Third cousin Deborah Watts, who heads the Emmett Till Legacy Foundation, said the case was responsible for making false accusations against black men.
"She is still exempt from accountability in this case," Watts said. . "The grand jury's decision is disappointing, but we still intend to seek justice for Emmett Till. It's not over."
Emails and voicemails seeking comment from Donham's son Tom Bryant
In June a group searching the basement of Lefleur County Courthouse found Donham, then-husband Roy Bryant, and brother-in-law J.W. Milam in the kidnapping case. The two were arrested and later acquitted of murder charges in Till's murder, but Donham, who was 21 at the time, was never taken into custody.
When a 14-year-old Chicago boy was visiting relatives in Mississippi, he and other children went to a store in the town of Money where Carolyn Bryant worked. A relative told AP that Till had whistled at a white woman, but denied he touched her as she claimed.
AP In an unpublished memoir obtained last month by . said. denied it was him. She claimed that he was the one Till was looking for, she volunteered.

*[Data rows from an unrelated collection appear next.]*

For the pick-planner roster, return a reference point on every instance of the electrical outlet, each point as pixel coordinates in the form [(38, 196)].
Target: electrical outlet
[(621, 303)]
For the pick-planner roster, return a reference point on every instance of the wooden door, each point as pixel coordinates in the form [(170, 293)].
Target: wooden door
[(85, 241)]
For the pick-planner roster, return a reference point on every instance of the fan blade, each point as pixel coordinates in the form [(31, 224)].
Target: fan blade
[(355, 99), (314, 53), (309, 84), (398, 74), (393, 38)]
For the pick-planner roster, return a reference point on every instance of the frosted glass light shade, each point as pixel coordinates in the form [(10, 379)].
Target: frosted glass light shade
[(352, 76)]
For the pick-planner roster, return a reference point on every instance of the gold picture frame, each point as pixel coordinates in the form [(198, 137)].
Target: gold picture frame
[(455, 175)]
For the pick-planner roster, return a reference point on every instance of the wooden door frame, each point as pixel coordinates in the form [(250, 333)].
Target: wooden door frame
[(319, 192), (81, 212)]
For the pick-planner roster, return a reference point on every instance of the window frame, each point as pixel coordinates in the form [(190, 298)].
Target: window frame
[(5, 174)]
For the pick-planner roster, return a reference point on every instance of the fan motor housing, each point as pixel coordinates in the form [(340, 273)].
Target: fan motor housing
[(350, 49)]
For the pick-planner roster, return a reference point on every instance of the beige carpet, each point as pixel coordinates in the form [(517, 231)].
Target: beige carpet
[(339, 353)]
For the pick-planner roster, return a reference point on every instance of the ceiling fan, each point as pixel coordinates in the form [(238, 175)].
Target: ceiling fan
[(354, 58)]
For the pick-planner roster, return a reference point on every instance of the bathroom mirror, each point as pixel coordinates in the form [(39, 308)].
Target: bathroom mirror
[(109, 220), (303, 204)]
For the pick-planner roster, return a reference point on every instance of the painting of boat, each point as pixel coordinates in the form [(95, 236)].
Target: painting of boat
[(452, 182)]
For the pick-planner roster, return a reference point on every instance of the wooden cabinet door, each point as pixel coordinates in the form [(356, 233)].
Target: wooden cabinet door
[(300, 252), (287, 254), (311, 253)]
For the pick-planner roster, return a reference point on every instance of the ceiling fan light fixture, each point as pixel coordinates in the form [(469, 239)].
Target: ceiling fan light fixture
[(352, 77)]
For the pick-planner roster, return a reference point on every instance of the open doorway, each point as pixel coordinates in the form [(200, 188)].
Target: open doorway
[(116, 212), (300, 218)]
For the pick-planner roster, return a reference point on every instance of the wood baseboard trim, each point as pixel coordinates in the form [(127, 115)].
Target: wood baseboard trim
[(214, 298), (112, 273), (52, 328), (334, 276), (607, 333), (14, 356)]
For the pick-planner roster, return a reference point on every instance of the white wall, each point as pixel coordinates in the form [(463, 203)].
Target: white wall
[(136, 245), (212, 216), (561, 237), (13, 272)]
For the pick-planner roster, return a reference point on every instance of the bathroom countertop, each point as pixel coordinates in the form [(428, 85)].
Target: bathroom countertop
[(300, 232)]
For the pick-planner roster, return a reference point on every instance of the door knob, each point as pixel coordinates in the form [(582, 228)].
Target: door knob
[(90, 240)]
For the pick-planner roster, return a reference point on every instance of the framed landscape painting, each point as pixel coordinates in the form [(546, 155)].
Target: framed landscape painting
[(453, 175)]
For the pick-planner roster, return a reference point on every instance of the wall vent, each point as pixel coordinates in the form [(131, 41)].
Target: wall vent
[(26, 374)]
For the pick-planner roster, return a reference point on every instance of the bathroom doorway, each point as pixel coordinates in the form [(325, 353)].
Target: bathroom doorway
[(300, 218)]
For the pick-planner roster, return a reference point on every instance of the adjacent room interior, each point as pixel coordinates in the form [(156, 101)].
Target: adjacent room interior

A few days later Tir's battered body was found in the river, weighted down by a heavy metal fan. The decision by her mother, Mamie Till Mobley, to open Till's coffin for his funeral in Chicago showed the horror of what happened and ignited the civil rights movement.
Upon acquittal, Bryant and Milam admitted to the kidnapping and killing in an interview with Look magazine. They have never been charged with federal crimes and both died long ago.
In 2004, the US Department of Justice opened an investigation into Till's murder after receiving inquiries about whether a living person could be prosecuted.
Tir's body was also exhumed to confirm its identity. A 2005 autopsy found Till died from a gunshot wound to his head, with fractures to his wrist bones, skull, and femur.
In 2006, the FBI launched the Cold Case Initiative to identify and investigate racially motivated murders. Two years later, Congress passed the Emmett His Till Unsolved Civil Rights Crimes Act.
The Department of Justice said the statute of limitations for potential federal crimes had expired, but the FBI worked with state investigators to determine whether state charges were possible.2007 In February, a Mississippi grand jury declined to indict anyone, and the Justice Department announced it was closing the case.
However, federal officials last year said there was "insufficient evidence to prove beyond reasonable doubt that she lied to the FBI."
Timothy Tyson, a North Carolina historian who interviewed Donham for his 2017 book, The Blood of Emmett Till, said the newly discovered warrant was "her "It didn't really change the concrete evidence against." However, he said that by focusing on the case again, "Americans should be forced to face the racial and economic disparities that still exist here." 93} "The Till case will never go away, because the racism and heartless apathy that created it remain within us," Tyson wrote in an email Tuesday. has witnessed generations of black children wrestle with these disabilities, and many have died from systemic racism as deadly as ropes and revolvers.
For Gordon, the renewed attention to the Till case was a reminder of the social progress it sparked.
"After Emmett's death, I It helps younger generations recognize how far we've come with the many freedoms and civil rights we've had," Gordon said. "His death was not in vain, as his mother would say." Receive the latest headlines, stories, opinions and photos from the Toronto Sun.
Thank you for registering.
Welcome sending his mail. If you don't see it, please check your spam folder.
The next issue of Your Midday Sun will arrive in your mailbox shortly.